The toolkit has been developed to build on the success of our recent Arts & Humanities Research Council (AHRC) Creative Communities funded Community Innovation Practitioner Pilot Programme. The pilot programme saw the use of arts-based methods in this programme of research to help to tackle community level challenges around substance use and intergenerational trauma, seeking to break cycles of silence and address stigma around these health issues.
Addressing these challenges requires an innovative approach. Arts-based programmes have shown promise in empowering people, fostering self-esteem and reshaping attitudes towards substance use. While difficulties persist in better understanding and developing effective interventions for substance use and trauma, arts-based approaches offer a pathway for emotional expression, resilience-building and personal growth.
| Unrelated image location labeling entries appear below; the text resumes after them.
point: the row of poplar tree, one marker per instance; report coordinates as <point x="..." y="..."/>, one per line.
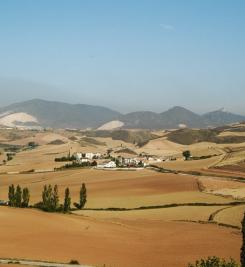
<point x="50" y="198"/>
<point x="18" y="197"/>
<point x="51" y="201"/>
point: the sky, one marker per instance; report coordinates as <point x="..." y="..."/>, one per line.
<point x="126" y="55"/>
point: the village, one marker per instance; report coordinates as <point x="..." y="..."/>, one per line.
<point x="113" y="159"/>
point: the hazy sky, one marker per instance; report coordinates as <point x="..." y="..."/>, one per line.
<point x="128" y="55"/>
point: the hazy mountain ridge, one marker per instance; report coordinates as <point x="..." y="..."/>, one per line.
<point x="63" y="115"/>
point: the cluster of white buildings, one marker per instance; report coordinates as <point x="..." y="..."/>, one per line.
<point x="119" y="161"/>
<point x="87" y="156"/>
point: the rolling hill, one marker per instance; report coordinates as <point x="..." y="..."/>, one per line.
<point x="36" y="112"/>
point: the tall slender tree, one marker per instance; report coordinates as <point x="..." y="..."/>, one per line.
<point x="18" y="196"/>
<point x="25" y="197"/>
<point x="55" y="198"/>
<point x="83" y="196"/>
<point x="44" y="195"/>
<point x="242" y="256"/>
<point x="11" y="196"/>
<point x="67" y="201"/>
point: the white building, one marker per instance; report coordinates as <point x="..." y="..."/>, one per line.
<point x="110" y="164"/>
<point x="78" y="156"/>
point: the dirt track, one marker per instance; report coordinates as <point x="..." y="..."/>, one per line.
<point x="36" y="235"/>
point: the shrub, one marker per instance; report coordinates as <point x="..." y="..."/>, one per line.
<point x="214" y="262"/>
<point x="75" y="262"/>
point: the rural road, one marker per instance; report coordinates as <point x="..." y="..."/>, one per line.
<point x="39" y="263"/>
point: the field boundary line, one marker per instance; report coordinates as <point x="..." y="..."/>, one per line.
<point x="38" y="263"/>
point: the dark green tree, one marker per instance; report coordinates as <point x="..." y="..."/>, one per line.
<point x="214" y="262"/>
<point x="25" y="197"/>
<point x="11" y="196"/>
<point x="187" y="154"/>
<point x="55" y="198"/>
<point x="18" y="196"/>
<point x="242" y="256"/>
<point x="67" y="201"/>
<point x="83" y="196"/>
<point x="44" y="196"/>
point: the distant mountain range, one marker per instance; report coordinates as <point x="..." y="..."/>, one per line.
<point x="41" y="113"/>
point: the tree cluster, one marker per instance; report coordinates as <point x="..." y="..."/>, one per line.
<point x="50" y="199"/>
<point x="214" y="262"/>
<point x="18" y="197"/>
<point x="83" y="198"/>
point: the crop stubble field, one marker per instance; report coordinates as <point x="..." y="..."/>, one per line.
<point x="151" y="237"/>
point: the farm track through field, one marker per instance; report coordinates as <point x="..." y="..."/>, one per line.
<point x="38" y="263"/>
<point x="231" y="204"/>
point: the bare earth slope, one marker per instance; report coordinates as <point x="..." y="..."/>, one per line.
<point x="43" y="236"/>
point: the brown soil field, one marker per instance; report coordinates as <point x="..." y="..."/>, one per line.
<point x="56" y="237"/>
<point x="232" y="216"/>
<point x="186" y="213"/>
<point x="126" y="189"/>
<point x="224" y="187"/>
<point x="161" y="147"/>
<point x="190" y="165"/>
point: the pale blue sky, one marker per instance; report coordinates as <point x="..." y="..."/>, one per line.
<point x="128" y="55"/>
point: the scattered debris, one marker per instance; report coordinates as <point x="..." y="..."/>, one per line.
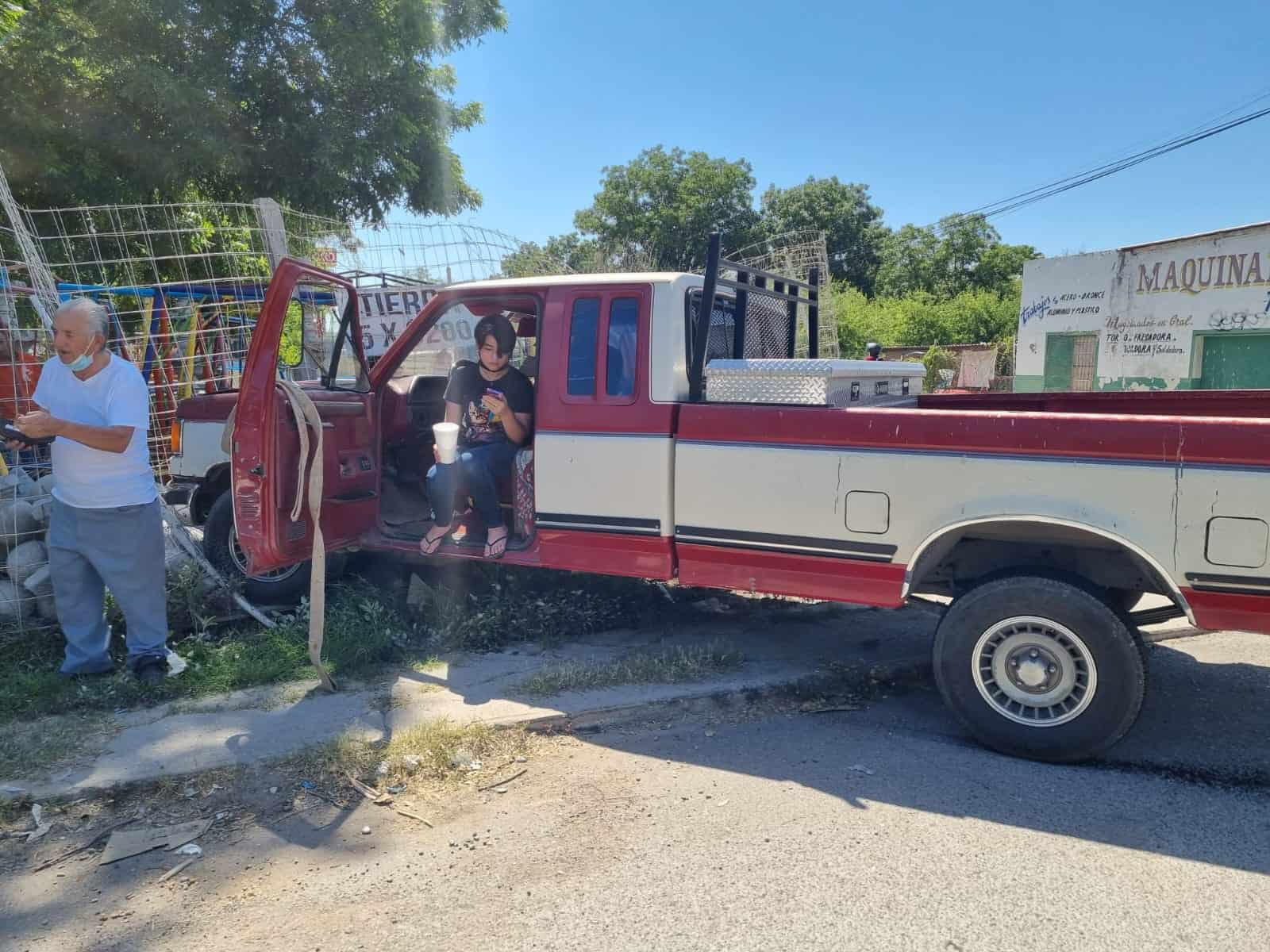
<point x="368" y="793"/>
<point x="711" y="605"/>
<point x="37" y="814"/>
<point x="499" y="784"/>
<point x="413" y="816"/>
<point x="82" y="847"/>
<point x="125" y="843"/>
<point x="812" y="708"/>
<point x="177" y="869"/>
<point x="175" y="664"/>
The ‘Amplify’ offers an opportunity to share and reflect on our learning from our recent research programme, which was collaboratively conceived by Queen’s Communities and Place (QCAP), our community partner the Market Development Association, and the local community in the Market in South Belfast in response to the key ‘place-based’ challenges outlined. The programme used arts-based approaches to amplify community voice, recognising the importance of culture in responding to important public health issues. It is hoped that the methods and learning highlighted in ‘Amplify’ have relevance and reach within other communities who face their own place-based challenges.
The Market Community residents reflected on the impact of the recent programme on them, but also on how they felt this community toolkit may be of help to others:
“We took part in the Tapestry project because we wanted our community to do something about substance use and trauma and we wanted to play our part in this. We can either sleep-walk through these issues and watch as they get worse, or we can come together to confront them and do something about it, and that’s what we did.
We had many laughs along the way, we also had hard moments too, where people in our group opened up and shared some of the most difficult moments of their life. In a way we rediscovered our community and now we see it in ways we hadn’t before. The impact it has had on us and our people has been incredible. Taking part in the group and using the creative methods in the Amplify toolkit helped to make this happen.
We know the power of speaking up and sharing our stories; it helps break generational cycles and it builds human connection. We’ve seen this happen in our group.
Now we want you to be able to have the same experience in your community. So, we encourage you to pick the Amplify toolkit up, use it and let it guide you to run an arts-based project in your community that challenges local health issues that your people face.
Share your stories, build your connections and break your cycles.”